Few readers will consult this text for the last word on any of the hundreds of entries it contains, but students might well begin here to understand the sweep of African-American history. Gates (African and African-American Studies/Harvard Univ.; Black in Latin America, 2011, etc.) arranges his history chronologically, with each chapter successively packed with more information, reflecting the ever-increasing impact of African-Americans on the nation. From the conquistadors and the origins of slavery in the Americas, through the Revolutionary period, the rise of abolitionism, the Civil War and Reconstruction, the Jim Crow era, the Great Migration, both World Wars and the 20th century’s civil-rights movement, up to President Obama’s election, the supremely qualified Gates guides us through centuries of history with encyclopedia-style, mini-essays on a vast array of topics.

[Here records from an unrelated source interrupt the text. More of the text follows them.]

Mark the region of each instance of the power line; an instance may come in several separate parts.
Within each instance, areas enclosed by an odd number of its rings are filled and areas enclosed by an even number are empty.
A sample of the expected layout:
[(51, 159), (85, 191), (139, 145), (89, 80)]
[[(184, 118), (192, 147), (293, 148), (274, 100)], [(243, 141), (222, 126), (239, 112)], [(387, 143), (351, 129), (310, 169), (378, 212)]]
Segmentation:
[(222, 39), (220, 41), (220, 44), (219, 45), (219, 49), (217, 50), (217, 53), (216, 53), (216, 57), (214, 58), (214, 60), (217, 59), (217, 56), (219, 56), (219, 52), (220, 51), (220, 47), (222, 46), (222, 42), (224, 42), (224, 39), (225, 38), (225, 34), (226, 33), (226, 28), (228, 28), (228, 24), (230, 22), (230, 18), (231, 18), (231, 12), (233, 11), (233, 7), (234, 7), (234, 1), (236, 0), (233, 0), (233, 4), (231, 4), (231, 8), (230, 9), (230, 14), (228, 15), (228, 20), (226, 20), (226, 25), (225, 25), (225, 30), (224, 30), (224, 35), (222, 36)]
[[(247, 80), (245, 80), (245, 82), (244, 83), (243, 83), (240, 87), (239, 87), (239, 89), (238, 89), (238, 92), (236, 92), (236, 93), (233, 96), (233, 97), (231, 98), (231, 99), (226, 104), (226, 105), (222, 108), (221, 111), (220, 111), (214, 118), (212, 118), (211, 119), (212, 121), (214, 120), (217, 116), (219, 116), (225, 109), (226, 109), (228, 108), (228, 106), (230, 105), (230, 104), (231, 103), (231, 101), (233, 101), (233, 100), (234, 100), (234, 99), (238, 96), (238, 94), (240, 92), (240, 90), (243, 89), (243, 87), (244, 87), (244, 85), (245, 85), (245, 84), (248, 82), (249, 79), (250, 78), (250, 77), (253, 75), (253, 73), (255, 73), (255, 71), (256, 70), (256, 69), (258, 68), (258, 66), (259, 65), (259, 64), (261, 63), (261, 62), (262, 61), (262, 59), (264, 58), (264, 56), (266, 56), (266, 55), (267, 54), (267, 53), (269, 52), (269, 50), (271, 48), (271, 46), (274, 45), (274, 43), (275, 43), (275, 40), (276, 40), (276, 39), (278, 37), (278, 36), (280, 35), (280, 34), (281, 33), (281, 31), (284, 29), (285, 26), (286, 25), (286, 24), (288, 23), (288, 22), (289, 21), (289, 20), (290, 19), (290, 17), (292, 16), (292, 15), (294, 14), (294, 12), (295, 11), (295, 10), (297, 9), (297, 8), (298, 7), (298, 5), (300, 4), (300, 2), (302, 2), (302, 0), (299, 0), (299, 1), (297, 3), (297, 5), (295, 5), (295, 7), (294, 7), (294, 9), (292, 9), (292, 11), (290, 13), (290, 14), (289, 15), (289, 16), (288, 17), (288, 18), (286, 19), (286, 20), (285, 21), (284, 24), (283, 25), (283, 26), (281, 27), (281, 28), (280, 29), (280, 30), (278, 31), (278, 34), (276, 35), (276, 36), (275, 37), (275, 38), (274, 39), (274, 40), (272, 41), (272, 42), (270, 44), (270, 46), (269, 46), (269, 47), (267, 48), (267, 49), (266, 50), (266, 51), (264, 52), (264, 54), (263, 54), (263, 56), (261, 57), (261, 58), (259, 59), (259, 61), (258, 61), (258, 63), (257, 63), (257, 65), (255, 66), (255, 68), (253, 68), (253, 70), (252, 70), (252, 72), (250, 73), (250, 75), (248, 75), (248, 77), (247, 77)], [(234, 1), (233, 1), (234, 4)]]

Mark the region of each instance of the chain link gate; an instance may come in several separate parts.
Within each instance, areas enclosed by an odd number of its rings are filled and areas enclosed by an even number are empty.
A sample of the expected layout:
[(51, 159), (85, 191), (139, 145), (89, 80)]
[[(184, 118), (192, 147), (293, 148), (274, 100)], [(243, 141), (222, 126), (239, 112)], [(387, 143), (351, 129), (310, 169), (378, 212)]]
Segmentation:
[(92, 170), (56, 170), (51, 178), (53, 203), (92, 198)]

No significant figure in African-American history goes untreated, and many names are rescued from neglect. Gates takes the “looking” part of his subtitle seriously. The stunning illustrations—photos, paintings, engravings, posters, broadsides, drawings, maps, advertisements, cartoons and film stills—perfectly supplement a text in which individual entries are necessarily abbreviated to permit single-volume coverage of so vast a topic. More than 800 images, many unforgettable, instantly convey, for example, the charm of Billy Eckstine, the fierce dignity of Frederick Douglass, the grace of Arthur Ashe, the intensity of Richard Wright and the anguish of Martin Luther King Jr. They powerfully capture the brutality of a slave coffle, the horror of lynching, the heedless cruelty of the sambo caricature and the absurdity of Jim Crow prohibitions.
A striking, comprehensive guide to the breadth and depth of African-American history.